Calgary police confirm Fildebrandt has been charged with four counts of uttering threats against a group of young teenagers.

Four youths aged 13 and 14 were confronted while standing outside his residence shortly before 9 p.m. on April 13, according to police, and were allegedly then chased with a vehicle and threatened after they fled.

Police say a neighbour intervened.

According to police, the teens had been on their way to a convenience store and stopped where they did to wait on a friend but were threatened because it was believed they'd vandalized the property.

Fildebrandt, known in politics for his time with the Wildrose and United Conservative parties, says via the Western Standard he found vandals damaging his property and confronted them in a non-physical manner, as "every citizen has a right to do."

"I confronted them and told them — loudly — to stay off of my property," he wrote.

"I called the police in order for them to give the vandals a talking-to and not have charges placed against them.

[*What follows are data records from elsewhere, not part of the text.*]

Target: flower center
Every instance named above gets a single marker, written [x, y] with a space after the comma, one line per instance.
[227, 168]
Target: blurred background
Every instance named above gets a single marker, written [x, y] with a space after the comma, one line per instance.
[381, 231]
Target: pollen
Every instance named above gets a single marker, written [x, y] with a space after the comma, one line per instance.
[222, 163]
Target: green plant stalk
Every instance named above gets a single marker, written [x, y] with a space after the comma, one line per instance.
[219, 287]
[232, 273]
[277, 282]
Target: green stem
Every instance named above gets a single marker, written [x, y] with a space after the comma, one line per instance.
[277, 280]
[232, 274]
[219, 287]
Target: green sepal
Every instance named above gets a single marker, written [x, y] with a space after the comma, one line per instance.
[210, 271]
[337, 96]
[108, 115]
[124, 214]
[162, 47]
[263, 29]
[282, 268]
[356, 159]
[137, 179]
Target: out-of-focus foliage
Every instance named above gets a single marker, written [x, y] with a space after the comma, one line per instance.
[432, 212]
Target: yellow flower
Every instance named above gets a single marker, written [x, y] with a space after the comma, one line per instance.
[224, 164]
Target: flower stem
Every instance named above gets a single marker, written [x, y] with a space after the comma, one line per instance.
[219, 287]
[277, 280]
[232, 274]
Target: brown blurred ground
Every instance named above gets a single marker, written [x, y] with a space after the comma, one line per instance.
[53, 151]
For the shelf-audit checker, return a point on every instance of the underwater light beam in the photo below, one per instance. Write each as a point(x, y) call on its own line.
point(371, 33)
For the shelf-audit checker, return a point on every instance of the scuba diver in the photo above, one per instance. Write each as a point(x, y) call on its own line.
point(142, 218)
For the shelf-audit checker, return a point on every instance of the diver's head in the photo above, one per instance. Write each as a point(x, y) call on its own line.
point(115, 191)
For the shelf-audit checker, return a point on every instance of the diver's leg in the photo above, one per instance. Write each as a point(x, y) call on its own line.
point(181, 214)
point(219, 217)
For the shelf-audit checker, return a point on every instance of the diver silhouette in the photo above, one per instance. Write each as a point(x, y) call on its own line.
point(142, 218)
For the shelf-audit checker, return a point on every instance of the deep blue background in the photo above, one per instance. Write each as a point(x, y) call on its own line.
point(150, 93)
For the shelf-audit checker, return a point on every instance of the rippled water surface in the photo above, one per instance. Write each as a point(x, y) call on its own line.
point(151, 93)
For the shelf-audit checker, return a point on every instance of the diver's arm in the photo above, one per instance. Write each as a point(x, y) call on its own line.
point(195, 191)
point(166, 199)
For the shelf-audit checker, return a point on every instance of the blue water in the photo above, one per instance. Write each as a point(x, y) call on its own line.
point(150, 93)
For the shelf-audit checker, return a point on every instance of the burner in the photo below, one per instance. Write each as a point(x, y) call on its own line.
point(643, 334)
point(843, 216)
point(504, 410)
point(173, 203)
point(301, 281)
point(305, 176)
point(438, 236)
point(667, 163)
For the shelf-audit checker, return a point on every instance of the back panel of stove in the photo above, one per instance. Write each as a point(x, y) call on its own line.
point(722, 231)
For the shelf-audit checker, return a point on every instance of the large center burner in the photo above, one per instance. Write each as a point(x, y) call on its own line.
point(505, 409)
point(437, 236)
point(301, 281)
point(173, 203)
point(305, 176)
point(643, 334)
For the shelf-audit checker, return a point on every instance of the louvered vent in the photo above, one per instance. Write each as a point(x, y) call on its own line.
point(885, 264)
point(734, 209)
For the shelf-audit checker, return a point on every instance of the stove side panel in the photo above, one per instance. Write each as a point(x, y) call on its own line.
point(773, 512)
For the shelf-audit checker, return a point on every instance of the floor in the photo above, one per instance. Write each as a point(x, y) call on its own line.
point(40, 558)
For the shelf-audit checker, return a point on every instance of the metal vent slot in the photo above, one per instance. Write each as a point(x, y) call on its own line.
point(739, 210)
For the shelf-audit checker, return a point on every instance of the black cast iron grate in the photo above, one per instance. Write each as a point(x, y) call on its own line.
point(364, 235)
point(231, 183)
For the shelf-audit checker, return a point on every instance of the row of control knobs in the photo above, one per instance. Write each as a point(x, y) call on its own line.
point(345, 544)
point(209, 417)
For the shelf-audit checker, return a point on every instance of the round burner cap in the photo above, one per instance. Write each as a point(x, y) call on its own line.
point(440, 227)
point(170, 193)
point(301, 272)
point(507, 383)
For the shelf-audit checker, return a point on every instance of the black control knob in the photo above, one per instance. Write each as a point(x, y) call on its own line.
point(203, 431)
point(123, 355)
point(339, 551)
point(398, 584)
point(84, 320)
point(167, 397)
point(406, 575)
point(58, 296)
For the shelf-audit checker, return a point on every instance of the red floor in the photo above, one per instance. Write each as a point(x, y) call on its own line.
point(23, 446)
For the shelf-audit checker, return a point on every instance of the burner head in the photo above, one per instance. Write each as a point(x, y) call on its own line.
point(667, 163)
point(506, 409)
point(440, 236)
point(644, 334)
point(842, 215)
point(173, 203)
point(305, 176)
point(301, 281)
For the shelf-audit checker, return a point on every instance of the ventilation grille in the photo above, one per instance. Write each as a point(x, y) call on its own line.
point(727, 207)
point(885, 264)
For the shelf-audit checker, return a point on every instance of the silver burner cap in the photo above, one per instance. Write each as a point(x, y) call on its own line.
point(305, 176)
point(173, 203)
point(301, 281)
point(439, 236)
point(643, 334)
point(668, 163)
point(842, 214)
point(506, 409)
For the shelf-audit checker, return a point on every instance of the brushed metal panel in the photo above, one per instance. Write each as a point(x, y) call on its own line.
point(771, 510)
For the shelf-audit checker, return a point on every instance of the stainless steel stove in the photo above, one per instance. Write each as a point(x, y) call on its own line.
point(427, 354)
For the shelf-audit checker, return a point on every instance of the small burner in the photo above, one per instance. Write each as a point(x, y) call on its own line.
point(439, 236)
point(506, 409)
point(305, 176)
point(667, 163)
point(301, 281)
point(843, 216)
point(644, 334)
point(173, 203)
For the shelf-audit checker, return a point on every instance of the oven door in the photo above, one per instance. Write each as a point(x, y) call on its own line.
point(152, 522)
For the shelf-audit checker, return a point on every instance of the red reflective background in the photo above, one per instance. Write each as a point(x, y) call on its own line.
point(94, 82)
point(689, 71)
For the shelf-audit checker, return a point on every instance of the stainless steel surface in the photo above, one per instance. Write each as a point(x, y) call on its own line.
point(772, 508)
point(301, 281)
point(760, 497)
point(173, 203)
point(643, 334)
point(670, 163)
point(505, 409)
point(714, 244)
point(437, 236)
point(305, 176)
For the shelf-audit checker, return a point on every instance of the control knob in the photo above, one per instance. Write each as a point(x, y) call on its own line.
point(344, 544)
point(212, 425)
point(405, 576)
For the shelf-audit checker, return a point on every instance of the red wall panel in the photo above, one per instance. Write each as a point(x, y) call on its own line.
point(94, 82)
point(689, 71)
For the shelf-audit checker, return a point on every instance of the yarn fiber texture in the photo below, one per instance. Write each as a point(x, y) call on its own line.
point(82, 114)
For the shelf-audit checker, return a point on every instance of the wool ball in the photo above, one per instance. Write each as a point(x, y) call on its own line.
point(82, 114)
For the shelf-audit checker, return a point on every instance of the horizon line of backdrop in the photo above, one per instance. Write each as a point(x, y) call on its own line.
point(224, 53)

To avoid the consequences of vandalizing my property, these people concocted a story to the police that I had threatened them and — outrageously — even chased them with a shotgun. What they claimed was a shotgun, was in fact my walking cane, which I have used since a motorcycle accident in September.

"Because these people could not tell the difference between a walking cane and a shotgun, they believed I threatened them."

Fildebrandt says "relatives of the vandals" came to his home later to threaten him.

He also says he was repeatedly "denied the basic right to have a lawyer present for any questioning."

"It was decided that I had somehow been in the wrong to yell at vandals to get off my property, simply because they could not tell the difference between a walking cane and a shotgun," he wrote.

"What was not wrong it seems, were the vandals destroying and stealing my property, and those that threatened to attack me in the presence of my family."